Friday, August 26, 2011

Ilonggo Pride Statue "Lin-ay Sang Iloilo" Unvailed

The bronze-made “Ilonggo Pride Statue” atop the dome of the new Iloilo City Hall building was officially unveiled during the celebration of Iloilo City’s 74th Charter Day on August 25, 2011.

The 19-feet-high statue of a female was designed by Prof. Eduardo Defensor of Mandurriao, Iloilo City who outlined the meaning, symbolism and history of the “Lin-ay Sang Iloilo.”

Defensor said he never hesitated in accepting the project when it was offered to him since he had been dreaming of a statue that would make history as the first of its kind in the country since 15 years ago.

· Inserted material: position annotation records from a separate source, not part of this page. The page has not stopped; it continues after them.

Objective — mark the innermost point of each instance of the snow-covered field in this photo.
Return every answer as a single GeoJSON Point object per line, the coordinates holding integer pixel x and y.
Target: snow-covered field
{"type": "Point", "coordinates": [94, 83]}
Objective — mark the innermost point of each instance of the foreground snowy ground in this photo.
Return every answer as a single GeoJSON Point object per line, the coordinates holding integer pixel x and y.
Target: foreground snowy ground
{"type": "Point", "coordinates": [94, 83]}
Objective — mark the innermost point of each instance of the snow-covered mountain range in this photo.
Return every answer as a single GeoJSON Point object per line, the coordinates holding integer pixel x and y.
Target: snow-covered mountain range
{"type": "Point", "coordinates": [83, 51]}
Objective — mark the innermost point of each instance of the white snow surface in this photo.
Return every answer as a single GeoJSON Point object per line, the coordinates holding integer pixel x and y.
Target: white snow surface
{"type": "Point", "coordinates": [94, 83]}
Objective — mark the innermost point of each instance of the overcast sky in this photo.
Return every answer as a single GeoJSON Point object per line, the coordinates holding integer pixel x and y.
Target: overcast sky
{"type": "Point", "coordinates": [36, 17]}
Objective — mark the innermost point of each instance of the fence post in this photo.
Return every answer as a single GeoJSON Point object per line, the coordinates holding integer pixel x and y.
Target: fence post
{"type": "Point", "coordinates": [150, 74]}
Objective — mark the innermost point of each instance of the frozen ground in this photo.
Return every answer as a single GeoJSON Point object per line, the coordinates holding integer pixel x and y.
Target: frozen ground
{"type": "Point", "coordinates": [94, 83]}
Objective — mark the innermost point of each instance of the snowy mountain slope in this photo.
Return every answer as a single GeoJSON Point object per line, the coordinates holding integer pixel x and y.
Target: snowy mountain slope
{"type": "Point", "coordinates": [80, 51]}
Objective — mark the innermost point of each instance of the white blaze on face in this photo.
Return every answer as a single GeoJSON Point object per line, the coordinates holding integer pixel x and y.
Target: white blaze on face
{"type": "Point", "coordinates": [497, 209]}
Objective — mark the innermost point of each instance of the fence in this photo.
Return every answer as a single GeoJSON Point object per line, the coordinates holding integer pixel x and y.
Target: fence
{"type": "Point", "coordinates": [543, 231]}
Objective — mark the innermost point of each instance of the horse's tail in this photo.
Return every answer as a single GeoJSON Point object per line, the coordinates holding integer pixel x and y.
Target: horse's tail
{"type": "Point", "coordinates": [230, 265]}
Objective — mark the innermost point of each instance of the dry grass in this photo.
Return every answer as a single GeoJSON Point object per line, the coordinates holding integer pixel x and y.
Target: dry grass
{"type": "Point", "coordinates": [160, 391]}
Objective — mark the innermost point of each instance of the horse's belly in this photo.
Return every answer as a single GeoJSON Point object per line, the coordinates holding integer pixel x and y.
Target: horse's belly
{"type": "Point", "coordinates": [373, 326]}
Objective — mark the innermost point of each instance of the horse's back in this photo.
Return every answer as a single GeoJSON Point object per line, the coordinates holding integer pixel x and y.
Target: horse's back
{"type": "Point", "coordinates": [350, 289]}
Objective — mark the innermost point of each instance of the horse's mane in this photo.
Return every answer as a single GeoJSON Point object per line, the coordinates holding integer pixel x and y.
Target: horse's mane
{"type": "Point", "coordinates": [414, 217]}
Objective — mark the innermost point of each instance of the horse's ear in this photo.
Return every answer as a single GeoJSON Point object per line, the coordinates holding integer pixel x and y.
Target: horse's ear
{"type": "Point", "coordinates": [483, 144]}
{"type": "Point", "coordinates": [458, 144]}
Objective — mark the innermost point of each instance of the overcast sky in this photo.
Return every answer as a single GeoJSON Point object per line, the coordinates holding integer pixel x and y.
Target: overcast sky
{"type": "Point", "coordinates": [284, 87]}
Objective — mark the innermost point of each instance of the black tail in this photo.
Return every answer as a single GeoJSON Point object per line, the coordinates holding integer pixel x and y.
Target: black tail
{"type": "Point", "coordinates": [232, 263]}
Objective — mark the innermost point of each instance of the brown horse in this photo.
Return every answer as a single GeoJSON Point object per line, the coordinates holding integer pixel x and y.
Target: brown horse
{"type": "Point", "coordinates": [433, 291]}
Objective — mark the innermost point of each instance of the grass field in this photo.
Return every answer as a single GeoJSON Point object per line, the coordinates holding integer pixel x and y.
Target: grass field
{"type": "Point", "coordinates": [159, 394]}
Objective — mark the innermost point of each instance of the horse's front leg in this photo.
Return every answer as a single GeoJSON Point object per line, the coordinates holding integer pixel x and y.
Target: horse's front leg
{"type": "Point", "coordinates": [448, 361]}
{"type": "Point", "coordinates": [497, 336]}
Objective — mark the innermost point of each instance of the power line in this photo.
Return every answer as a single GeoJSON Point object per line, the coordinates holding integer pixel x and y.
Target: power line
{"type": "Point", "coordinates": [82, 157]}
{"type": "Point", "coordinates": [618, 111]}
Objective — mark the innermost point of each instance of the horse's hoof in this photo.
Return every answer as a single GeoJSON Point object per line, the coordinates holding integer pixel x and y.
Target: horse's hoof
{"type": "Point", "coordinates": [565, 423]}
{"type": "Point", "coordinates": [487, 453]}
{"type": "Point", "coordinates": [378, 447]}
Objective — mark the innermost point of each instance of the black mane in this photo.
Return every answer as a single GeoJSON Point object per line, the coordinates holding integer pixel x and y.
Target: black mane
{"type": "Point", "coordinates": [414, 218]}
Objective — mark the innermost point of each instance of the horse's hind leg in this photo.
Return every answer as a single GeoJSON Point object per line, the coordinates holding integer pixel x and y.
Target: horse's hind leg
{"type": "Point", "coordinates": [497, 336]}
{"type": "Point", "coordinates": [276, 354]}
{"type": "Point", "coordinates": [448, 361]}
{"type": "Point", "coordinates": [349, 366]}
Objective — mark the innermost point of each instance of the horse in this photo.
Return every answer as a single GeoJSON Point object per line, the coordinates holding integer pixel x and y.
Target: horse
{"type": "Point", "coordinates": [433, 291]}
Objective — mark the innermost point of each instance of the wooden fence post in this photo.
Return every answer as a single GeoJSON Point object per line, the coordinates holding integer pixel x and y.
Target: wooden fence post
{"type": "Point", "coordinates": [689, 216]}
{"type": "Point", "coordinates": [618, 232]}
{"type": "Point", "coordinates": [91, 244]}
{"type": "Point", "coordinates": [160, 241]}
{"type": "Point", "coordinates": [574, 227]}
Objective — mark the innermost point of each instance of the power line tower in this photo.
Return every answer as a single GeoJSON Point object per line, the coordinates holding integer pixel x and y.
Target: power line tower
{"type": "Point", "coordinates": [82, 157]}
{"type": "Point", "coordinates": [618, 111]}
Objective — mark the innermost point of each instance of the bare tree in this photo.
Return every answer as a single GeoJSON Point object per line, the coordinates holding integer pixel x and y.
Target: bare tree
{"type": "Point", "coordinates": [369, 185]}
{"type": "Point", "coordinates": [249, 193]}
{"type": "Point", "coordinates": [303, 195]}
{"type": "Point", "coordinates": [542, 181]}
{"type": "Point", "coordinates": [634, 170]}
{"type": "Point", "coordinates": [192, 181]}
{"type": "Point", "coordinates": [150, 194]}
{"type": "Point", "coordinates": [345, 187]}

The graceful figure of the ‘lin-ay’ holds on her right hand a bunch of harvested rice. Her left hand holds a scythe (garab) that has long been the traditional harvesting tool in the region.

She is wearing an embroidered blouse, symbolic of one of the popular traditional arts of the city and province. On top of it is a “sablay” of a “hablon,” the textile which contributed to Iloilo’s becoming the second city of the Philippines, next to Manila, at the onset of the 19th century.

Her skirt is a “patadyong,” our native hand-woven wrap-around skirt.

Also, the statue is wearing the traditional bandana usually worn by farm ladies to protect them from the heat of the sun. On her neck she wears an ethnic necklace, symbolic of her ancestry, as she comes from a rich mythic past, from the Maragtas, the “Barter of Panay,” and the long line of heroic datus that peopled the island of Panay.

The figure stands on a field of rice as Iloilo is known as the rice granary of Visayas.

The figure is situated on top of a pedestal that has four sides carved with the major assets of Iloilo. The front shows the rice-farming industry; right, sugarcane; left, fishing industry; and back, education because Iloilo is considered as the educational center of Visayas and Mindanao.

Iloilo City Mayor Jed Patrick Mabilog said this statue will represent honor and respect to women who play a major role in the success of this city. He also mentioned that the initial 10-million worth of statue was donated by an Ilongga philanthropist who truly loves Iloilo but prefers to remain anonymous.

“We would like to extend our warmest thanks to our donor who donated this statue without any strings attached nor political ambition,” he stressed.

Mabilog said the donor never refused him when he asked her to sponsor the statue.

“It took me 10 seconds to convince our donor and I’m very thankful for her kind-heartedness,” he ended.